El informe de Cepa es categórico: “Lo que explica fundamentalmente que la rentabilidad de los bancos no se haya visto afectada pese a la caída de la actividad bancaria y la reducción del margen bruto por intermediación financiera, es el resultado por Leliq y otros títulos valores, que en último trimestre del año 2018 ascendieron a 149.502 millones de pesos, viéndose incrementados en un 497 por ciento en términos interanuales”.

Tan grande es la transferencia de dinero desde el Estado nacional a los bancos que, diariamente, el Banco Central destina 1100 millones de pesos en pago de intereses por las Leliq y las Lebac. El resultado de este esquema muestra que la rentabilidad acumulada en 2018 por los bancos ha sido la más elevada según los registros del Informe de Bancos del Central, que se iniciaron en el año 2002. Este aumento de la rentabilidad, además, lo consiguieron contratando cada vez menos trabajadores: según lo indica la página web del Bcra en 2018 el sector ocupa casi 1400 empleados menos que en 2016.

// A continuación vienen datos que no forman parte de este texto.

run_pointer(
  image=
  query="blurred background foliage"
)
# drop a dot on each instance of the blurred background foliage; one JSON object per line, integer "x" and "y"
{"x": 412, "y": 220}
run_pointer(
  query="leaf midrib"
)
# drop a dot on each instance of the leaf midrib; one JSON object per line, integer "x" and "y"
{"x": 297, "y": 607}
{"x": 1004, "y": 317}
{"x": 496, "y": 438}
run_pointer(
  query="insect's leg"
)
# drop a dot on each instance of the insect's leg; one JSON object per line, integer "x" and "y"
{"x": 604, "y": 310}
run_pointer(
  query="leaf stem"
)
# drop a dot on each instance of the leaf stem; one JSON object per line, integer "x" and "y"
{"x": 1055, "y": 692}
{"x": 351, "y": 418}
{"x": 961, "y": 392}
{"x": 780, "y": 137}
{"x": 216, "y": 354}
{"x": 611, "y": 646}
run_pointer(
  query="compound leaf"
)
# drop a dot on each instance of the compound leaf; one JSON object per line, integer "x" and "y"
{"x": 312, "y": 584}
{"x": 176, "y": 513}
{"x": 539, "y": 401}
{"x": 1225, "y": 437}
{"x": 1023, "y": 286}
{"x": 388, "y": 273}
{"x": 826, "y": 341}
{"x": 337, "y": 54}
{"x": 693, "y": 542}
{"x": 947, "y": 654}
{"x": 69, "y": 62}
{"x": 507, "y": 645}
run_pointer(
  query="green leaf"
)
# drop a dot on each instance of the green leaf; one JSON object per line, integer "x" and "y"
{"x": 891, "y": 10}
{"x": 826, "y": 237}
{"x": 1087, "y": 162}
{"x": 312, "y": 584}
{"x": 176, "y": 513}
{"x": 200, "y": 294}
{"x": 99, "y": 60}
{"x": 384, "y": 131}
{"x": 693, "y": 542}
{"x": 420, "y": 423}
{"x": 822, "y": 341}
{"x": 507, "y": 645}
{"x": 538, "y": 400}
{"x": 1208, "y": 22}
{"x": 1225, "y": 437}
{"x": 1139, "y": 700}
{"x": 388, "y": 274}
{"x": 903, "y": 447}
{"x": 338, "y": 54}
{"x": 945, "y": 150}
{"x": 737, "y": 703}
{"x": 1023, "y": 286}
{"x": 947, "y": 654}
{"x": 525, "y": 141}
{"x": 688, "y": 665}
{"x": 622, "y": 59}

A diario, los argentinos escuchamos de boca de los principales dirigentes del partido gobernante y sus aliados sobre la necesidad de reducir el gasto público, de ordenar las cuentas fiscales y de realizar un esfuerzo nacional por el bienestar del país. De esta manera, los argentinos hemos pasado a pagar tarifas más altas en todos los servicios públicos, se ha reducido el plantel de trabajadores del Estado y los que quedaron ganan cada vez menos. La realidad nos muestra que el esfuerzo no es del conjunto de la sociedad, sino que hay sectores que no sólo no se esfuerzan sino que trabajan menos que antes y reciben del erario público miles de millones de pesos al año.

De esta forma no hay un menor gasto público sino que hay una transformación del gasto en un sentido claro: más plata para los que más tienen. Los bancos, claro está, son los principales receptores de esta transformación.